Objective: Lumbar spinal stenosis and spondylosis are major causes of morbidity among the elderly. Surgical decompression is an effective treatment, but many elderly patients are not considered as candidates for surgery based on age or comorbidities. Minimally invasive surgical techniques have recently been developed and used successfully for the treatment of lumbar spinal disease. Our objective was to examine the safety and efficacy of minimally invasive lumbar spinal surgery for elderly patients.
Methods: We reviewed demographic information, pre- and postoperative Visual Analog Scale pain scores, Oswestry Disability Index scores, and Short-Form 36 scores of prospectively accrued patients who underwent minimally invasive decompression of lumbar degenerative disease at two institutions between January 2002 and December 2005. Data from patients who were at least 75 years old were selected. Statistical analysis methods included paired t test, multiple linear regression, and linear mixed effects modeling.

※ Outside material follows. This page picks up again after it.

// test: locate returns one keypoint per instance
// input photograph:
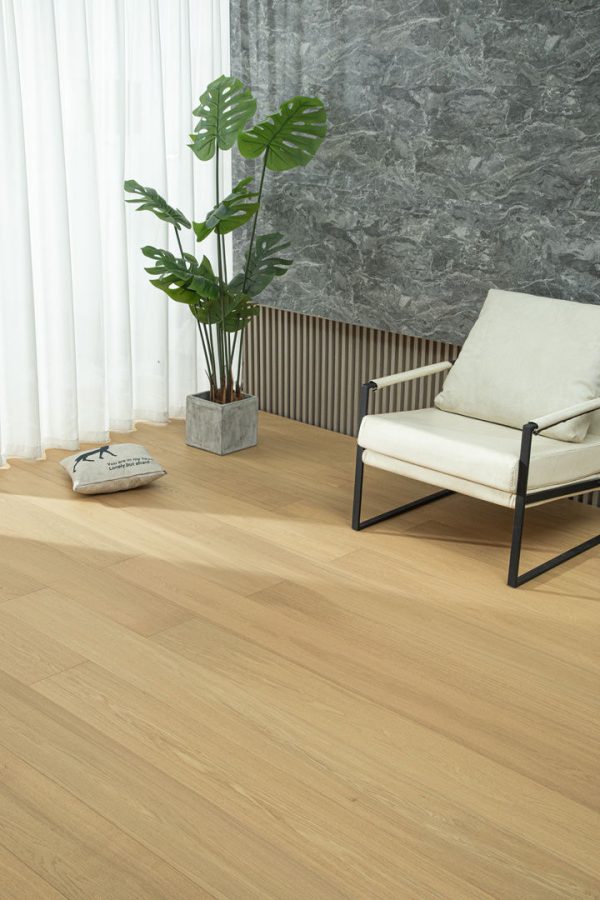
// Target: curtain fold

Results: Fifty-seven patients with a mean age of 81 years met the study criteria (median follow-up period, 7 mo; mean follow-up period, 10 mo). No major complications or deaths occurred. Fifty patients had sufficient outcomes data for analysis. Visual Analog Scale pain scores decreased from 5.7 to 2.2 for back pain and from 5.7 to 2.3 for symptomatic leg pain (P < 0.05). Oswestry Disability Index scores decreased from 48 to 27; Short-Form 36 Body Pain and Physical Function scores also showed statistically significant improvements after surgery (P < 0.05). The longitudinal analysis demonstrated durability of the symptom relief.
Conclusion: Minimally invasive lumbar spine decompression is a safe and efficacious treatment for elderly patients with spinal stenosis and spondylosis. Elderly patients should be considered good candidates for lumbar surgical decompression using minimally invasive techniques.